Middlebury, Vt. - According to the Department of Agriculture, there are nearly 560 acres of hemp farm registered in Vermont.
When the congressional farm bill passed in 2014, Vermont added its own twist to support a different kind of crop: hemp. This made the state marketable to the CEO and Founder of Vermont Hemp Company, Joel Bedard.
"We have a very good name for the Vermont agricultural label and the branding is what attracted me to develop this in Vermont," Bedard said.
The company focuses on advanced agricultural research and its goal to create an economic model that benefits Vermont farmers.
"Basically what I saw here was a white space opportunity to be able to take my experience and become a leader in a way to return that equity back to farmers," Bedard said.
Vermont Hemp Company Operations Manager, Rye Matthews, said farmers interested in growing hemp were running into problems getting certified seed to the Green Mountain State. He explained how Vermont Hemp Company is serving as a link.
"We're providing seed that's certified and you can grow under our permit...and we're guaranteeing them through contract to sell whatever they harvest back to us at a fair market value," Matthews said.
Matthews explained that the United States is behind the rest of the world. The plant is widely popular as it can be used in over 25,000 ways. Here in Vermont, Matthews said it's being researched to serve a medicinal purpose.
"Treatments for epilepsy that are going through that process right now that look promising," Matthews said. "Along with other diseases."
Though it's safe to say Vermont is well ahead in the U.S. hemp farming industry, farmers are still facing challenges when it comes to the stigma of cannabis.
"If we were talking about soy beans this wouldn't even be a conversation that would be happening," Bedard said.
Though both classified as cannabis, marijuana and hemp are actually two different plants.
"I like to use the metaphor of dogs," Matthews said. "I mean there is so many different breeds.

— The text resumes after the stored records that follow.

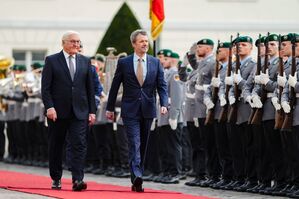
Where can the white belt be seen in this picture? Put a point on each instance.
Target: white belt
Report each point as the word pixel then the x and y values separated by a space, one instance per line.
pixel 201 87
pixel 270 95
pixel 190 95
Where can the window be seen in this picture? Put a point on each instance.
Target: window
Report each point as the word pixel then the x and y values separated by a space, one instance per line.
pixel 28 57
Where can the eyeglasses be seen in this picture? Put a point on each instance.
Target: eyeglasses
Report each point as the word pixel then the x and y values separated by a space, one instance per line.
pixel 74 41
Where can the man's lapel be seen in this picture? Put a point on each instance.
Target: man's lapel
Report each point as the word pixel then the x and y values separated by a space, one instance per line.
pixel 64 65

Comparing a Great Dane to Chihuahua or a Terrier– they're just not the same thing."
Matthews said the goal is to have thousands of acres of hemp farm across Vermont. He said it would serve as a major economic boost to farmers and added it would reap more money than legalizing marijuana alone. Matthews said that's because hemp would affect sales in all sorts of markets.
Good news for shoppers.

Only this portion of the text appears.